My applicant is originally a SAT problem. Now, I'm trying to do some extension which requires to use some int variables. So the problem becomes a SMT problem. But I encountered a performance problem when using z3 to solve it. As the int variable is bounded (less than 100), it's viable to convert it to a pure SAT problem.

Does anyone know how to apply this tactic in z3 c++ interface? Or can I use z3 to convert the SMT constraints to SAT formulas firstly and then try other SAT solvers?
Thanks in advance.

2

2 Answers

1
votes

If you represent your problem in a bit vector formula, e.g. QF_ABV, it will be automatically flattened into propositional formula, and solved using a SAT solver. For example, you can represent your less-than-100 integer variables as a bit vectors of 7 bits.

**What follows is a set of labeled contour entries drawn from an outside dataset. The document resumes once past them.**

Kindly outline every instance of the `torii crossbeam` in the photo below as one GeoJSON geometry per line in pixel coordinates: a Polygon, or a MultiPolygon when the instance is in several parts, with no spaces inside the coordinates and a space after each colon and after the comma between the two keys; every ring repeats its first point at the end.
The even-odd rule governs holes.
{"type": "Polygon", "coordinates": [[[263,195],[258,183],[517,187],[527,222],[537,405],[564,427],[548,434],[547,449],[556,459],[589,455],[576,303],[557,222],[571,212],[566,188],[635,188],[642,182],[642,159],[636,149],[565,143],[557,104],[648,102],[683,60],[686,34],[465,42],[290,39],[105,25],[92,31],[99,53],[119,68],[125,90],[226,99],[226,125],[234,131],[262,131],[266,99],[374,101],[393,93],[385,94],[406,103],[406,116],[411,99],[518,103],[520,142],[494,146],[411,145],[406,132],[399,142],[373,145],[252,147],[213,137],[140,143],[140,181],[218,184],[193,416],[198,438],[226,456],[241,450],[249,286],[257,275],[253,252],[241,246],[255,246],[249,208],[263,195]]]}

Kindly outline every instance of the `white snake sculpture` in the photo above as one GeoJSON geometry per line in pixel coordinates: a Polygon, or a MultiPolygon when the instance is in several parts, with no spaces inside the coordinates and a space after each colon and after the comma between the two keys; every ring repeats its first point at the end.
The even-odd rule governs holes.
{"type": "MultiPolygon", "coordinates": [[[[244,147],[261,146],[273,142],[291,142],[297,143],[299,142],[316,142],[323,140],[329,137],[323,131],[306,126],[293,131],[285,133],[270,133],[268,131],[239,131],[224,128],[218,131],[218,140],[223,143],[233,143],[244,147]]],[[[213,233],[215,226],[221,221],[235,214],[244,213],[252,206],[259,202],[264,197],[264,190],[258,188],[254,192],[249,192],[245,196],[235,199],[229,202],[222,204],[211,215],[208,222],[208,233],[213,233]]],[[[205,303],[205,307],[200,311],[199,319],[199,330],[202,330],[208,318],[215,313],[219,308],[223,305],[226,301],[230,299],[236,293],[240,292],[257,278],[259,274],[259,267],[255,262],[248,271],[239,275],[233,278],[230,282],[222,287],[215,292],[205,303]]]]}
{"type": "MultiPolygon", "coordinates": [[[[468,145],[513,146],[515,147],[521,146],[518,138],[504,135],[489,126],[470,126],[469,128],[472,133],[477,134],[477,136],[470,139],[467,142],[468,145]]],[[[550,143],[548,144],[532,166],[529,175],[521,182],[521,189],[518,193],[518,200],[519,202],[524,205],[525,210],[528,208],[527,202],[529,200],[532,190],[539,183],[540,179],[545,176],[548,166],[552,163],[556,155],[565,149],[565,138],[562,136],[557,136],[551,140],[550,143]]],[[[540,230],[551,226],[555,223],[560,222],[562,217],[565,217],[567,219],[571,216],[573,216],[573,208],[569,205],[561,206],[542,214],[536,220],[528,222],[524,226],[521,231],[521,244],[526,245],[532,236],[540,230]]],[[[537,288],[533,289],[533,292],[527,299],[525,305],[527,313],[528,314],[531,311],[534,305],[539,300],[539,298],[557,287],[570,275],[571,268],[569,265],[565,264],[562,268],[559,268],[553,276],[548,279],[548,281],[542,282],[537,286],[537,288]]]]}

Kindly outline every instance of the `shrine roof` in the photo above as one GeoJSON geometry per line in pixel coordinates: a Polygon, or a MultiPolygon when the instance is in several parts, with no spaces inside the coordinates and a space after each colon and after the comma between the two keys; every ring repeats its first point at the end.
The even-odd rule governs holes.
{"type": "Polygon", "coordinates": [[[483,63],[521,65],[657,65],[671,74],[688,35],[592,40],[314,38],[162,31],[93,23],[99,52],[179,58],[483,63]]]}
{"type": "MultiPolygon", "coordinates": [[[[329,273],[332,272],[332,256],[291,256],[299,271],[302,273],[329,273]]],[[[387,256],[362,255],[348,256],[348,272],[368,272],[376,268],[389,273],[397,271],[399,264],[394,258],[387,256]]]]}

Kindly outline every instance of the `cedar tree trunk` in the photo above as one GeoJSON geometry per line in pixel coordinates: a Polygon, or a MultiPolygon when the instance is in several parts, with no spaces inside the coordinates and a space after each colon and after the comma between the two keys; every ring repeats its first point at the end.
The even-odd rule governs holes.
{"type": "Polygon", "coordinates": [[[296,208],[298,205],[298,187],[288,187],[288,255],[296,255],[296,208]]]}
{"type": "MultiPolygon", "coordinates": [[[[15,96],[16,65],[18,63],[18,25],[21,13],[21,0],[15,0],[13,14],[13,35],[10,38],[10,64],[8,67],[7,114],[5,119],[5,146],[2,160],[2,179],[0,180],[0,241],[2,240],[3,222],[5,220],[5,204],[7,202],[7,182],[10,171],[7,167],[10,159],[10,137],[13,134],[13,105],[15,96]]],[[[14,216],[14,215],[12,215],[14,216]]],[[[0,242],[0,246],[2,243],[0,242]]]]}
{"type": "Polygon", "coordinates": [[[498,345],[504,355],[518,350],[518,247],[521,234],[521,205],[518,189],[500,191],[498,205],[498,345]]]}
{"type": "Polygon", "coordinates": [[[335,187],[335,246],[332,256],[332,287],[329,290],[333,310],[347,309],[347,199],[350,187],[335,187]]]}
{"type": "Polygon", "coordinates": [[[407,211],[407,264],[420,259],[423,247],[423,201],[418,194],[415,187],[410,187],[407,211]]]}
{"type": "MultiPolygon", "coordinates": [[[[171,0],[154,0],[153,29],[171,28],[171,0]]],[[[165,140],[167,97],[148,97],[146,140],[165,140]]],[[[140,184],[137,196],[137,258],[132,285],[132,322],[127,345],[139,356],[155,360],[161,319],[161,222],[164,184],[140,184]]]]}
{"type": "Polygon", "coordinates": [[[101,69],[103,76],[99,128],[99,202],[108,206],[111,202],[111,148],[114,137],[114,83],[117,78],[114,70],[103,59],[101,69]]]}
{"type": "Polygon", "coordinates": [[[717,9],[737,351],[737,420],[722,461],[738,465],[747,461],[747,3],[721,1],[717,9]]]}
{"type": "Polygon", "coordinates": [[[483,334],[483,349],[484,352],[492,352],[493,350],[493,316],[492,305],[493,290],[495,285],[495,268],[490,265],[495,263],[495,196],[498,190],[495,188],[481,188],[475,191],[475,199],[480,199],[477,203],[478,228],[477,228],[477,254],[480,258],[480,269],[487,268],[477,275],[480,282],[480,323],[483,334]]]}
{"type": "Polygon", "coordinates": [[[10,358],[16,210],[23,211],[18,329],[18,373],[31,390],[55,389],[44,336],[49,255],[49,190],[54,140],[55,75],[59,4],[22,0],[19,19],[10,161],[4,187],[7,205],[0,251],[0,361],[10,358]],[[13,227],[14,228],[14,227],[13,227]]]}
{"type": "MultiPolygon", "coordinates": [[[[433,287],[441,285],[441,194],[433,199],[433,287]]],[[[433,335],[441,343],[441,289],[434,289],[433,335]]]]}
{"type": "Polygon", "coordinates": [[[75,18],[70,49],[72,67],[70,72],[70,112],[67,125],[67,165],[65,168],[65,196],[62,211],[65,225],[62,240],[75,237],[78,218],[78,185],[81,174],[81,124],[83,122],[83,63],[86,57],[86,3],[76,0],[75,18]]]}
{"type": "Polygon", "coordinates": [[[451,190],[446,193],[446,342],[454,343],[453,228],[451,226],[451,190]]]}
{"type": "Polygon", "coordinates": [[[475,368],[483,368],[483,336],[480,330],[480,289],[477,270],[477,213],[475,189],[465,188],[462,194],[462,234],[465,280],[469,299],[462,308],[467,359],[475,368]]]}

Apart from bit vector, conversion from SMT to SAT will not boost your performance (otherwise SMT would not exist). Because SAT solver is only good at case analysis, and theory-specific decision procedures, e.g. simplex-based algorithms for linear arithmetic, are much more efficient in constraint solving.

0
votes

The yices SMT solver supports conversion from SMT constraints into SAT if Bitvectors are used. Use (export-to-dimacs "myfile.cnf") in SMT problem sheet and run yices with --logic=QF_BV option.